If you can come of age, you can come of middle age. Maybe the process is just as humiliating: sex, death, and standing desks. On Yeah, mostly, Woodstock, New York composer and songwriter Will Epstein goes gentle into that good night; it’s a portrait of the quotidian and the existential lit by the refrigerator’s glow.
A cinematic treatment of black mold and dishwashers isn’t entirely out of left field—Epstein has soundtracked films like the 2023 documentary Nam June Paik: Moon Is the Oldest TV and the 2023 sci-fi film New Strains. But where these scores are alternately jazzy and extraterrestrial, his latest solo album—a follow-up to 2023’s Wendy—is planted firmly here on earth, miniature tableaux of costume dramas and tomato sandwiches rendered in pithy pop couplets.
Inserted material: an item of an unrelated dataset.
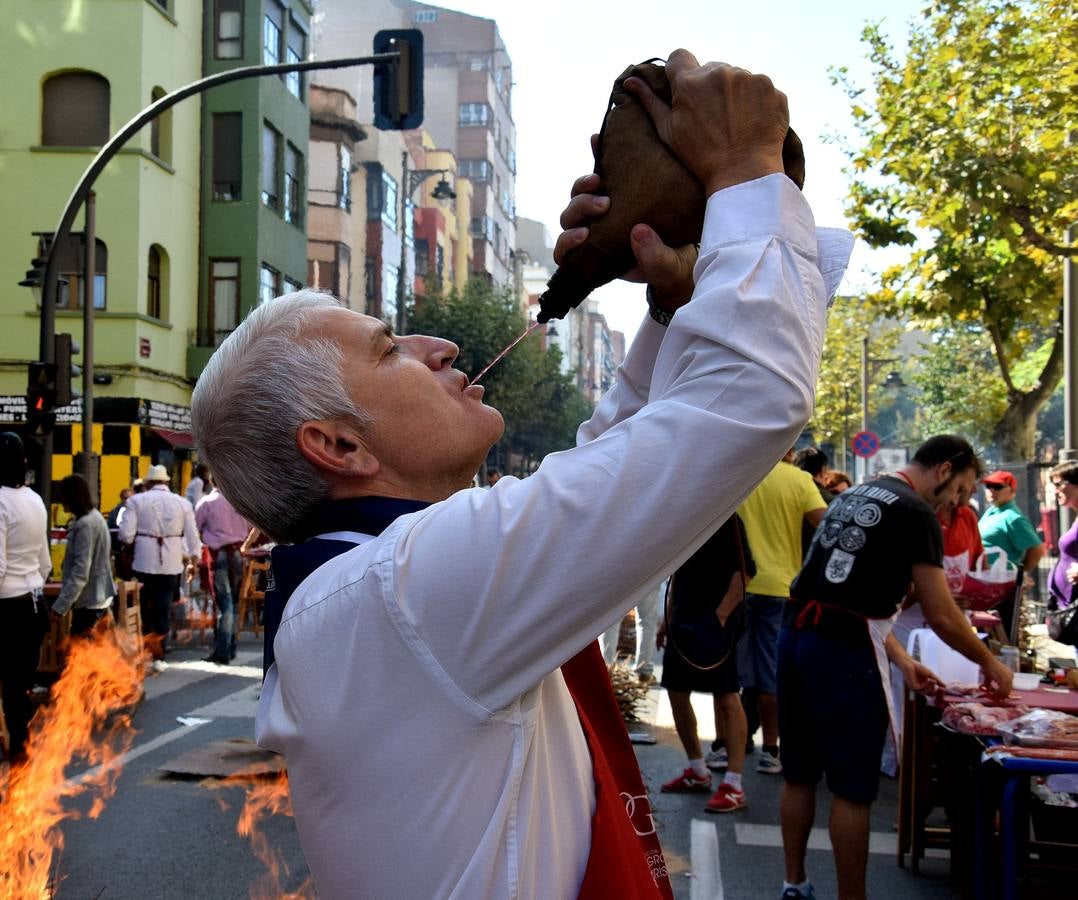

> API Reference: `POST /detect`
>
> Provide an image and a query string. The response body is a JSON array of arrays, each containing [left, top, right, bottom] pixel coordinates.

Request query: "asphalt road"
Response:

No score yet, be the first to add.
Epstein recorded the LP at his home studio on an eight-track tape machine, singing live and unedited, which gives many of the vocals the feel of an intimate voice note. He studied Lou Reed’s The Blue Mask during this period, but where the Velvet Underground alum insists on infusing the day-to-day with heavy symbolism (“The image of the poet’s in the breeze/Canadian geese are flying above the trees”), Epstein finds plenty of material below the skyline, in the corners of aging buildings and the places where people go about their days. On “Riverside,” we step into an apartment made of “lapis and limestone” with “General Grant bones” and a wine-stained rug. Elsewhere, we’re with Epstein standing at his standing desk on a song titled, aptly, “Standing at My Standing Desk.” There’s less Lou Reed swagger and more Paul Simon melancholy, a survey of modern American accoutrements and spiritual confusion delivered with a shrug.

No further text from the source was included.